Resta saber quantas mudanças os alemães realmente querem após 16 anos de Merkel. A chanceler se tornou indispensável ao atravessar inúmeras crises – financeiras, migratórias, populistas e pandêmicas – e solidificar a liderança da Alemanha no continente. Outros candidatos estão competindo para ver quem consegue ser mais parecido com ela.

A candidata do Partido Verde alemão Annalena Baerbock participa de plenária na Bundestag Foto: Michele Tantussi/REUTERS

Baerbock, ao contrário, pretende sacudir o status quo. Ela está desafiando os alemães a lidar com as crises que Merkel deixou praticamente de lado: descarbonizar o poderoso setor automotivo; desmamar o país do carvão; repensar as relações comerciais com concorrentes estratégicos, como China e Rússia.

Nem sempre é uma ideia fácil de vender.
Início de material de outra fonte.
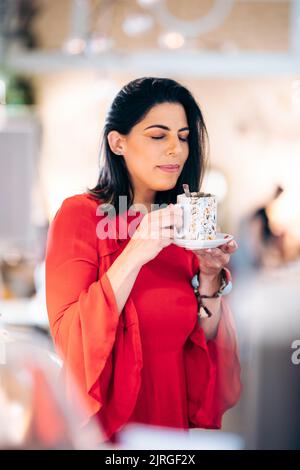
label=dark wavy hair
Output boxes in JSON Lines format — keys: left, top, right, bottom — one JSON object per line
{"left": 88, "top": 77, "right": 209, "bottom": 214}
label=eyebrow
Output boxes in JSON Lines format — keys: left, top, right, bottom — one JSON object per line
{"left": 143, "top": 124, "right": 189, "bottom": 132}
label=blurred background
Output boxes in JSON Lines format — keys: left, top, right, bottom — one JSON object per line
{"left": 0, "top": 0, "right": 300, "bottom": 450}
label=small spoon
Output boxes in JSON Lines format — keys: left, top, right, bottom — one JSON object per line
{"left": 183, "top": 184, "right": 191, "bottom": 197}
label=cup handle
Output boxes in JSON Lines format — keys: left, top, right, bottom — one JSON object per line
{"left": 173, "top": 203, "right": 189, "bottom": 239}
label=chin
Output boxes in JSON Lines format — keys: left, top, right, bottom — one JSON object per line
{"left": 152, "top": 180, "right": 178, "bottom": 191}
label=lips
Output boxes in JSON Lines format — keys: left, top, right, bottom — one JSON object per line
{"left": 157, "top": 164, "right": 180, "bottom": 169}
{"left": 157, "top": 164, "right": 180, "bottom": 173}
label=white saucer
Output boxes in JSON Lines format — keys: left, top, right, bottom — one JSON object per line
{"left": 173, "top": 233, "right": 234, "bottom": 250}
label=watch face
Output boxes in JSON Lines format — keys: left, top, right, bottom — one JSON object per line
{"left": 219, "top": 268, "right": 232, "bottom": 296}
{"left": 220, "top": 280, "right": 233, "bottom": 296}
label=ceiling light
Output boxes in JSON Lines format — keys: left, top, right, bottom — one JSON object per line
{"left": 152, "top": 0, "right": 234, "bottom": 38}
{"left": 137, "top": 0, "right": 160, "bottom": 7}
{"left": 158, "top": 31, "right": 185, "bottom": 49}
{"left": 85, "top": 36, "right": 114, "bottom": 55}
{"left": 122, "top": 13, "right": 154, "bottom": 37}
{"left": 63, "top": 37, "right": 86, "bottom": 55}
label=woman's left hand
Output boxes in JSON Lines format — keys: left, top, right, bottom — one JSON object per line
{"left": 192, "top": 239, "right": 238, "bottom": 279}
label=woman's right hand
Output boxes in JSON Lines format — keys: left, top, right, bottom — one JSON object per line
{"left": 106, "top": 204, "right": 183, "bottom": 314}
{"left": 126, "top": 204, "right": 183, "bottom": 266}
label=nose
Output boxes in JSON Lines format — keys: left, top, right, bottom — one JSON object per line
{"left": 166, "top": 135, "right": 182, "bottom": 156}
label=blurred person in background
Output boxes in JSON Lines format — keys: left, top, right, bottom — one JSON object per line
{"left": 45, "top": 77, "right": 241, "bottom": 445}
{"left": 249, "top": 185, "right": 286, "bottom": 268}
{"left": 234, "top": 185, "right": 286, "bottom": 271}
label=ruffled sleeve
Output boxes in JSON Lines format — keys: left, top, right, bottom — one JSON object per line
{"left": 184, "top": 255, "right": 242, "bottom": 429}
{"left": 45, "top": 196, "right": 121, "bottom": 424}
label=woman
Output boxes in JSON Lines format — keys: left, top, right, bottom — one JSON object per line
{"left": 45, "top": 77, "right": 242, "bottom": 444}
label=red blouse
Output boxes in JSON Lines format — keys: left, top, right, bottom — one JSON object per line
{"left": 45, "top": 193, "right": 242, "bottom": 443}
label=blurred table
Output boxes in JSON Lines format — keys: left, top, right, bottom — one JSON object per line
{"left": 0, "top": 295, "right": 49, "bottom": 330}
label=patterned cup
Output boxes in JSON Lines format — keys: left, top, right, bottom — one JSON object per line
{"left": 174, "top": 192, "right": 217, "bottom": 240}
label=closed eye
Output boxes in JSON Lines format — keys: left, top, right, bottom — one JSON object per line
{"left": 151, "top": 136, "right": 188, "bottom": 142}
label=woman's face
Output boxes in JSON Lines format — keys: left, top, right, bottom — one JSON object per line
{"left": 108, "top": 102, "right": 190, "bottom": 200}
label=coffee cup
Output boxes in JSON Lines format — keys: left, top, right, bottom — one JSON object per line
{"left": 174, "top": 192, "right": 217, "bottom": 240}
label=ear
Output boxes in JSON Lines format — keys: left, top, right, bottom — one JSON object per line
{"left": 107, "top": 130, "right": 126, "bottom": 156}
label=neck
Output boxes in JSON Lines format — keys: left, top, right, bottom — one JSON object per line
{"left": 132, "top": 200, "right": 154, "bottom": 214}
{"left": 132, "top": 187, "right": 156, "bottom": 214}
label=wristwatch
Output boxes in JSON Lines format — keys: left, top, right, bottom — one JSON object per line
{"left": 217, "top": 267, "right": 233, "bottom": 296}
{"left": 191, "top": 267, "right": 233, "bottom": 318}
{"left": 191, "top": 267, "right": 232, "bottom": 297}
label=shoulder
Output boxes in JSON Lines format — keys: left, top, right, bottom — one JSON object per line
{"left": 46, "top": 194, "right": 105, "bottom": 261}
{"left": 59, "top": 192, "right": 99, "bottom": 212}
{"left": 52, "top": 193, "right": 105, "bottom": 223}
{"left": 48, "top": 193, "right": 110, "bottom": 243}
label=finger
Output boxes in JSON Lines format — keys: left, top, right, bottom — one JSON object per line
{"left": 171, "top": 204, "right": 184, "bottom": 217}
{"left": 134, "top": 227, "right": 175, "bottom": 240}
{"left": 160, "top": 211, "right": 183, "bottom": 229}
{"left": 196, "top": 250, "right": 230, "bottom": 267}
{"left": 202, "top": 247, "right": 224, "bottom": 257}
{"left": 158, "top": 203, "right": 182, "bottom": 215}
{"left": 220, "top": 240, "right": 238, "bottom": 254}
{"left": 168, "top": 212, "right": 183, "bottom": 227}
{"left": 152, "top": 205, "right": 183, "bottom": 230}
{"left": 172, "top": 214, "right": 184, "bottom": 229}
{"left": 149, "top": 225, "right": 175, "bottom": 239}
{"left": 145, "top": 213, "right": 182, "bottom": 233}
{"left": 197, "top": 256, "right": 224, "bottom": 270}
{"left": 160, "top": 228, "right": 175, "bottom": 239}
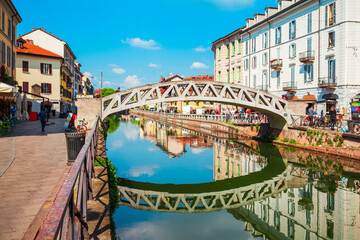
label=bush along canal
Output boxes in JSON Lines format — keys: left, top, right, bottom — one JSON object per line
{"left": 104, "top": 114, "right": 360, "bottom": 240}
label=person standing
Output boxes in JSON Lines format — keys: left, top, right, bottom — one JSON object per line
{"left": 38, "top": 107, "right": 48, "bottom": 131}
{"left": 329, "top": 106, "right": 337, "bottom": 130}
{"left": 308, "top": 105, "right": 315, "bottom": 126}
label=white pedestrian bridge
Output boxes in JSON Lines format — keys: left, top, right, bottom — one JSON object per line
{"left": 102, "top": 81, "right": 289, "bottom": 129}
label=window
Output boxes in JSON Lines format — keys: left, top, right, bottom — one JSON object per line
{"left": 40, "top": 63, "right": 52, "bottom": 75}
{"left": 1, "top": 42, "right": 5, "bottom": 63}
{"left": 276, "top": 70, "right": 281, "bottom": 86}
{"left": 227, "top": 44, "right": 229, "bottom": 58}
{"left": 290, "top": 65, "right": 295, "bottom": 85}
{"left": 326, "top": 3, "right": 336, "bottom": 26}
{"left": 328, "top": 59, "right": 336, "bottom": 83}
{"left": 274, "top": 211, "right": 280, "bottom": 230}
{"left": 238, "top": 39, "right": 241, "bottom": 54}
{"left": 329, "top": 32, "right": 335, "bottom": 48}
{"left": 7, "top": 46, "right": 10, "bottom": 67}
{"left": 306, "top": 208, "right": 311, "bottom": 226}
{"left": 252, "top": 56, "right": 257, "bottom": 68}
{"left": 288, "top": 199, "right": 295, "bottom": 216}
{"left": 244, "top": 58, "right": 249, "bottom": 70}
{"left": 327, "top": 220, "right": 334, "bottom": 239}
{"left": 289, "top": 44, "right": 296, "bottom": 58}
{"left": 245, "top": 76, "right": 248, "bottom": 86}
{"left": 22, "top": 61, "right": 29, "bottom": 72}
{"left": 252, "top": 38, "right": 256, "bottom": 53}
{"left": 275, "top": 27, "right": 282, "bottom": 45}
{"left": 218, "top": 47, "right": 221, "bottom": 60}
{"left": 263, "top": 32, "right": 268, "bottom": 49}
{"left": 232, "top": 68, "right": 235, "bottom": 82}
{"left": 308, "top": 13, "right": 312, "bottom": 33}
{"left": 288, "top": 219, "right": 295, "bottom": 239}
{"left": 12, "top": 51, "right": 15, "bottom": 71}
{"left": 227, "top": 70, "right": 229, "bottom": 83}
{"left": 2, "top": 11, "right": 4, "bottom": 31}
{"left": 253, "top": 75, "right": 256, "bottom": 88}
{"left": 7, "top": 18, "right": 11, "bottom": 39}
{"left": 262, "top": 71, "right": 268, "bottom": 89}
{"left": 17, "top": 42, "right": 23, "bottom": 48}
{"left": 238, "top": 67, "right": 241, "bottom": 82}
{"left": 41, "top": 83, "right": 52, "bottom": 94}
{"left": 289, "top": 20, "right": 296, "bottom": 40}
{"left": 304, "top": 64, "right": 314, "bottom": 82}
{"left": 218, "top": 71, "right": 221, "bottom": 82}
{"left": 246, "top": 41, "right": 249, "bottom": 55}
{"left": 23, "top": 82, "right": 29, "bottom": 92}
{"left": 232, "top": 42, "right": 235, "bottom": 56}
{"left": 262, "top": 53, "right": 268, "bottom": 66}
{"left": 307, "top": 38, "right": 312, "bottom": 51}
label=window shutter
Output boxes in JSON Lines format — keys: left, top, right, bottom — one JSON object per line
{"left": 325, "top": 5, "right": 328, "bottom": 27}
{"left": 332, "top": 60, "right": 336, "bottom": 83}
{"left": 333, "top": 3, "right": 336, "bottom": 24}
{"left": 294, "top": 21, "right": 296, "bottom": 38}
{"left": 23, "top": 82, "right": 29, "bottom": 92}
{"left": 49, "top": 64, "right": 52, "bottom": 74}
{"left": 41, "top": 83, "right": 44, "bottom": 93}
{"left": 304, "top": 65, "right": 307, "bottom": 83}
{"left": 40, "top": 63, "right": 43, "bottom": 74}
{"left": 310, "top": 65, "right": 314, "bottom": 81}
{"left": 289, "top": 45, "right": 291, "bottom": 58}
{"left": 48, "top": 84, "right": 52, "bottom": 94}
{"left": 289, "top": 22, "right": 291, "bottom": 40}
{"left": 275, "top": 29, "right": 278, "bottom": 44}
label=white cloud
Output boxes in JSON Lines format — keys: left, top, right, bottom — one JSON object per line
{"left": 108, "top": 64, "right": 126, "bottom": 75}
{"left": 110, "top": 140, "right": 123, "bottom": 150}
{"left": 121, "top": 37, "right": 161, "bottom": 50}
{"left": 124, "top": 127, "right": 139, "bottom": 140}
{"left": 123, "top": 75, "right": 142, "bottom": 89}
{"left": 103, "top": 81, "right": 112, "bottom": 86}
{"left": 83, "top": 72, "right": 93, "bottom": 79}
{"left": 128, "top": 165, "right": 160, "bottom": 177}
{"left": 191, "top": 148, "right": 204, "bottom": 154}
{"left": 148, "top": 147, "right": 157, "bottom": 152}
{"left": 148, "top": 63, "right": 161, "bottom": 68}
{"left": 194, "top": 46, "right": 210, "bottom": 52}
{"left": 190, "top": 62, "right": 209, "bottom": 69}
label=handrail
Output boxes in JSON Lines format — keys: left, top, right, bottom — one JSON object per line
{"left": 36, "top": 116, "right": 100, "bottom": 239}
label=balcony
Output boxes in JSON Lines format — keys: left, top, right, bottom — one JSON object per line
{"left": 257, "top": 85, "right": 268, "bottom": 92}
{"left": 283, "top": 82, "right": 297, "bottom": 92}
{"left": 270, "top": 59, "right": 283, "bottom": 70}
{"left": 299, "top": 51, "right": 315, "bottom": 63}
{"left": 318, "top": 77, "right": 337, "bottom": 89}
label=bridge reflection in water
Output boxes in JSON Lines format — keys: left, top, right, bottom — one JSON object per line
{"left": 116, "top": 117, "right": 360, "bottom": 240}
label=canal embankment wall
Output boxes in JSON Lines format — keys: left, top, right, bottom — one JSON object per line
{"left": 132, "top": 110, "right": 360, "bottom": 161}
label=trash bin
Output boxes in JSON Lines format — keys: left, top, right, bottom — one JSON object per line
{"left": 65, "top": 132, "right": 86, "bottom": 162}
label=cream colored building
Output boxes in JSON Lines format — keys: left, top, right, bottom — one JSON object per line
{"left": 16, "top": 38, "right": 62, "bottom": 115}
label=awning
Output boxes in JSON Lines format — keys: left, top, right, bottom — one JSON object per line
{"left": 0, "top": 82, "right": 17, "bottom": 97}
{"left": 322, "top": 93, "right": 339, "bottom": 100}
{"left": 301, "top": 94, "right": 317, "bottom": 101}
{"left": 41, "top": 101, "right": 52, "bottom": 106}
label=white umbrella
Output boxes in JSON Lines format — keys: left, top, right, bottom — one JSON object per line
{"left": 0, "top": 82, "right": 17, "bottom": 97}
{"left": 14, "top": 92, "right": 22, "bottom": 119}
{"left": 22, "top": 93, "right": 29, "bottom": 120}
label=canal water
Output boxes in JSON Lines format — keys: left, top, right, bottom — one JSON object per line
{"left": 106, "top": 115, "right": 360, "bottom": 240}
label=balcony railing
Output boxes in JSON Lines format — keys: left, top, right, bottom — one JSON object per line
{"left": 270, "top": 59, "right": 283, "bottom": 70}
{"left": 318, "top": 77, "right": 337, "bottom": 88}
{"left": 257, "top": 85, "right": 269, "bottom": 92}
{"left": 283, "top": 81, "right": 297, "bottom": 92}
{"left": 299, "top": 51, "right": 315, "bottom": 63}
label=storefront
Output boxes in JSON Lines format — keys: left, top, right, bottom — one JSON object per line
{"left": 350, "top": 93, "right": 360, "bottom": 121}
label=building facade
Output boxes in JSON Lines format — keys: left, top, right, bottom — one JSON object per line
{"left": 213, "top": 0, "right": 360, "bottom": 117}
{"left": 0, "top": 0, "right": 21, "bottom": 81}
{"left": 20, "top": 28, "right": 77, "bottom": 113}
{"left": 16, "top": 38, "right": 62, "bottom": 115}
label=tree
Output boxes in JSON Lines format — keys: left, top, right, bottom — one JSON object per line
{"left": 101, "top": 88, "right": 115, "bottom": 97}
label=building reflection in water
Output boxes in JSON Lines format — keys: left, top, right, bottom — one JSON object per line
{"left": 140, "top": 119, "right": 212, "bottom": 158}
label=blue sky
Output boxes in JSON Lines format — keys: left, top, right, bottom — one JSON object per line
{"left": 14, "top": 0, "right": 275, "bottom": 90}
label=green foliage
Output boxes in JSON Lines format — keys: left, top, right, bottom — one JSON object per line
{"left": 101, "top": 88, "right": 116, "bottom": 97}
{"left": 196, "top": 101, "right": 200, "bottom": 106}
{"left": 326, "top": 138, "right": 333, "bottom": 146}
{"left": 186, "top": 101, "right": 189, "bottom": 105}
{"left": 255, "top": 124, "right": 260, "bottom": 131}
{"left": 289, "top": 139, "right": 297, "bottom": 144}
{"left": 281, "top": 138, "right": 289, "bottom": 143}
{"left": 106, "top": 114, "right": 120, "bottom": 134}
{"left": 250, "top": 124, "right": 254, "bottom": 131}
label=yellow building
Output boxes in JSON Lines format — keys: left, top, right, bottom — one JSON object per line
{"left": 0, "top": 0, "right": 22, "bottom": 81}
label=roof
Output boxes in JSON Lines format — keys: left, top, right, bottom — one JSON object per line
{"left": 160, "top": 74, "right": 184, "bottom": 83}
{"left": 16, "top": 39, "right": 62, "bottom": 59}
{"left": 4, "top": 0, "right": 22, "bottom": 23}
{"left": 184, "top": 75, "right": 214, "bottom": 81}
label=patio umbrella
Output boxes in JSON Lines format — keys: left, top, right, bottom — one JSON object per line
{"left": 22, "top": 93, "right": 29, "bottom": 120}
{"left": 14, "top": 92, "right": 22, "bottom": 119}
{"left": 0, "top": 82, "right": 17, "bottom": 97}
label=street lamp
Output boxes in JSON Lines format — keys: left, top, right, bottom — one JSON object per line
{"left": 100, "top": 71, "right": 103, "bottom": 120}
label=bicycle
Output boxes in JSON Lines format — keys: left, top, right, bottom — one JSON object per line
{"left": 77, "top": 118, "right": 88, "bottom": 133}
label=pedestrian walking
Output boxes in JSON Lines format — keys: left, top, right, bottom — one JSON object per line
{"left": 329, "top": 106, "right": 337, "bottom": 130}
{"left": 38, "top": 107, "right": 48, "bottom": 131}
{"left": 307, "top": 105, "right": 315, "bottom": 126}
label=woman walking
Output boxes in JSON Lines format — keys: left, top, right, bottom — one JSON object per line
{"left": 329, "top": 106, "right": 337, "bottom": 130}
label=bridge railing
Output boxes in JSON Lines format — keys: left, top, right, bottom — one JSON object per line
{"left": 289, "top": 114, "right": 360, "bottom": 134}
{"left": 36, "top": 116, "right": 100, "bottom": 240}
{"left": 132, "top": 109, "right": 268, "bottom": 125}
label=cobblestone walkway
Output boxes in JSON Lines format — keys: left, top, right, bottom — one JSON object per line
{"left": 0, "top": 119, "right": 68, "bottom": 240}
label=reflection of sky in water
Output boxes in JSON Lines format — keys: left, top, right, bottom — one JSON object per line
{"left": 115, "top": 206, "right": 254, "bottom": 240}
{"left": 107, "top": 122, "right": 214, "bottom": 184}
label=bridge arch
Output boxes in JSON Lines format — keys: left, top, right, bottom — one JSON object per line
{"left": 102, "top": 81, "right": 289, "bottom": 129}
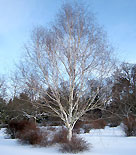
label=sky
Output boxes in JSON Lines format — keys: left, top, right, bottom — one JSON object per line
{"left": 0, "top": 0, "right": 136, "bottom": 75}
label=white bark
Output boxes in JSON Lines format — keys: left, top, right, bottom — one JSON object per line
{"left": 68, "top": 126, "right": 73, "bottom": 141}
{"left": 20, "top": 2, "right": 116, "bottom": 141}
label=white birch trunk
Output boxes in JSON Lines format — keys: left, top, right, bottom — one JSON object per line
{"left": 67, "top": 126, "right": 73, "bottom": 141}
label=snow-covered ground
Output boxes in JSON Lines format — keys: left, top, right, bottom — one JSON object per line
{"left": 0, "top": 126, "right": 136, "bottom": 155}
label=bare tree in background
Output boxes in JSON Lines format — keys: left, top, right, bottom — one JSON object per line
{"left": 0, "top": 76, "right": 7, "bottom": 100}
{"left": 20, "top": 2, "right": 115, "bottom": 141}
{"left": 0, "top": 76, "right": 7, "bottom": 124}
{"left": 9, "top": 72, "right": 22, "bottom": 98}
{"left": 112, "top": 63, "right": 136, "bottom": 118}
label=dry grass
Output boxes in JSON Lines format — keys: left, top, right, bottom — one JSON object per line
{"left": 59, "top": 135, "right": 89, "bottom": 153}
{"left": 50, "top": 127, "right": 90, "bottom": 153}
{"left": 6, "top": 120, "right": 37, "bottom": 139}
{"left": 91, "top": 119, "right": 106, "bottom": 129}
{"left": 18, "top": 128, "right": 43, "bottom": 145}
{"left": 51, "top": 127, "right": 68, "bottom": 144}
{"left": 6, "top": 120, "right": 90, "bottom": 153}
{"left": 122, "top": 115, "right": 136, "bottom": 136}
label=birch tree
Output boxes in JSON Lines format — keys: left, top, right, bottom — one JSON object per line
{"left": 21, "top": 2, "right": 115, "bottom": 141}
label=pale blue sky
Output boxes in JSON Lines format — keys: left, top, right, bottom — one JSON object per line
{"left": 0, "top": 0, "right": 136, "bottom": 75}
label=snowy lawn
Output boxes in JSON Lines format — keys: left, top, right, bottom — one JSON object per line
{"left": 0, "top": 126, "right": 136, "bottom": 155}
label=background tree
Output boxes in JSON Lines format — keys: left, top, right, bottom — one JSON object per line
{"left": 19, "top": 2, "right": 115, "bottom": 141}
{"left": 0, "top": 76, "right": 7, "bottom": 125}
{"left": 86, "top": 78, "right": 113, "bottom": 120}
{"left": 111, "top": 63, "right": 136, "bottom": 118}
{"left": 0, "top": 76, "right": 7, "bottom": 99}
{"left": 7, "top": 71, "right": 48, "bottom": 124}
{"left": 5, "top": 92, "right": 45, "bottom": 123}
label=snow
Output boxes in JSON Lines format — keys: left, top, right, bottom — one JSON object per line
{"left": 80, "top": 126, "right": 136, "bottom": 155}
{"left": 0, "top": 126, "right": 136, "bottom": 155}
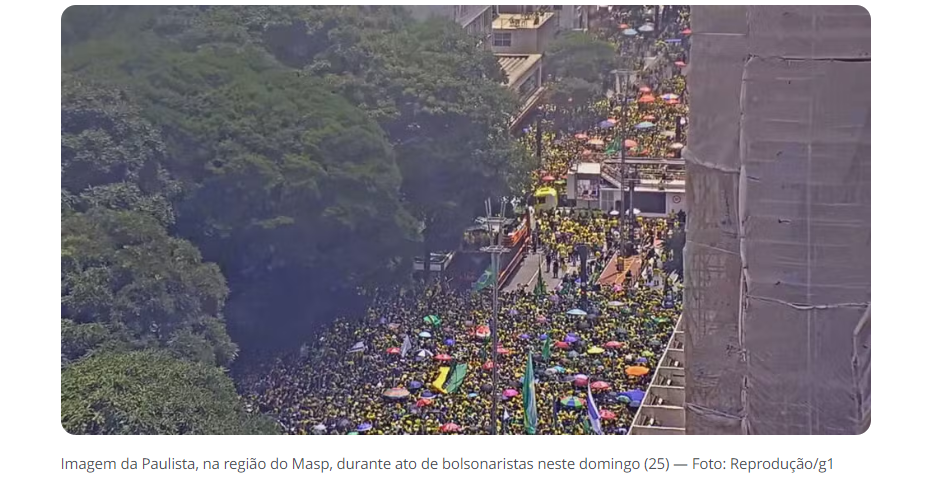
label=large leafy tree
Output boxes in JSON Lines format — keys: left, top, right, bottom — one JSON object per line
{"left": 545, "top": 31, "right": 615, "bottom": 89}
{"left": 61, "top": 207, "right": 236, "bottom": 366}
{"left": 61, "top": 350, "right": 278, "bottom": 435}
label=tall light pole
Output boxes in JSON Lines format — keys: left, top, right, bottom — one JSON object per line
{"left": 481, "top": 198, "right": 509, "bottom": 435}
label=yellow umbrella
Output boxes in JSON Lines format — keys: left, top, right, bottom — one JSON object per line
{"left": 587, "top": 346, "right": 605, "bottom": 355}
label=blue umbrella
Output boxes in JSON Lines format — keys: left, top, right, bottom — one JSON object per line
{"left": 467, "top": 392, "right": 479, "bottom": 398}
{"left": 422, "top": 391, "right": 437, "bottom": 399}
{"left": 565, "top": 335, "right": 579, "bottom": 344}
{"left": 666, "top": 38, "right": 682, "bottom": 44}
{"left": 636, "top": 357, "right": 648, "bottom": 364}
{"left": 567, "top": 332, "right": 578, "bottom": 338}
{"left": 519, "top": 333, "right": 531, "bottom": 340}
{"left": 445, "top": 338, "right": 455, "bottom": 346}
{"left": 357, "top": 423, "right": 373, "bottom": 432}
{"left": 620, "top": 389, "right": 646, "bottom": 403}
{"left": 552, "top": 365, "right": 566, "bottom": 373}
{"left": 622, "top": 28, "right": 638, "bottom": 36}
{"left": 630, "top": 400, "right": 642, "bottom": 408}
{"left": 567, "top": 309, "right": 587, "bottom": 316}
{"left": 408, "top": 381, "right": 423, "bottom": 389}
{"left": 634, "top": 121, "right": 655, "bottom": 130}
{"left": 599, "top": 120, "right": 615, "bottom": 129}
{"left": 509, "top": 308, "right": 519, "bottom": 316}
{"left": 539, "top": 334, "right": 549, "bottom": 341}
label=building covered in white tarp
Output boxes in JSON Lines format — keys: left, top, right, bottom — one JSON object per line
{"left": 683, "top": 6, "right": 871, "bottom": 435}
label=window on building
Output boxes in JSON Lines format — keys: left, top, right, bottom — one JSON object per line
{"left": 493, "top": 32, "right": 512, "bottom": 47}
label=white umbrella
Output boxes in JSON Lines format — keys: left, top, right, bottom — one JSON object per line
{"left": 638, "top": 24, "right": 654, "bottom": 32}
{"left": 626, "top": 208, "right": 642, "bottom": 215}
{"left": 347, "top": 341, "right": 366, "bottom": 353}
{"left": 609, "top": 210, "right": 621, "bottom": 216}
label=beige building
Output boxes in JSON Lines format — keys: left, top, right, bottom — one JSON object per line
{"left": 496, "top": 54, "right": 544, "bottom": 128}
{"left": 491, "top": 11, "right": 558, "bottom": 54}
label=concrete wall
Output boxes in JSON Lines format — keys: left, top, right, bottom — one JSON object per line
{"left": 683, "top": 6, "right": 870, "bottom": 435}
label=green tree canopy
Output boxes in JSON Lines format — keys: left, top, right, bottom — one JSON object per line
{"left": 61, "top": 351, "right": 278, "bottom": 434}
{"left": 61, "top": 207, "right": 236, "bottom": 366}
{"left": 545, "top": 31, "right": 615, "bottom": 88}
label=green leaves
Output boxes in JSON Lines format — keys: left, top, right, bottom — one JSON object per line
{"left": 61, "top": 351, "right": 277, "bottom": 435}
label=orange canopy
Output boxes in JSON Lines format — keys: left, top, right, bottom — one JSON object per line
{"left": 626, "top": 366, "right": 650, "bottom": 377}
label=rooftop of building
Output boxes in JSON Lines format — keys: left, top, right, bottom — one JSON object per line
{"left": 495, "top": 54, "right": 542, "bottom": 87}
{"left": 492, "top": 12, "right": 555, "bottom": 30}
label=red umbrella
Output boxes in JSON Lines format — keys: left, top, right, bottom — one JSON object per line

Numa disputa incomumente acirrada, ainda existe uma chance remota de que os verdes alcancem os dois partidos que vêm governando a Alemanha. Mas, mesmo que não o façam, é difícil imaginar uma coalizão partidária que não os inclua no próximo governo. Isso confere a Baerbock, a suas ideias e a seu partido uma importância central para o futuro do país.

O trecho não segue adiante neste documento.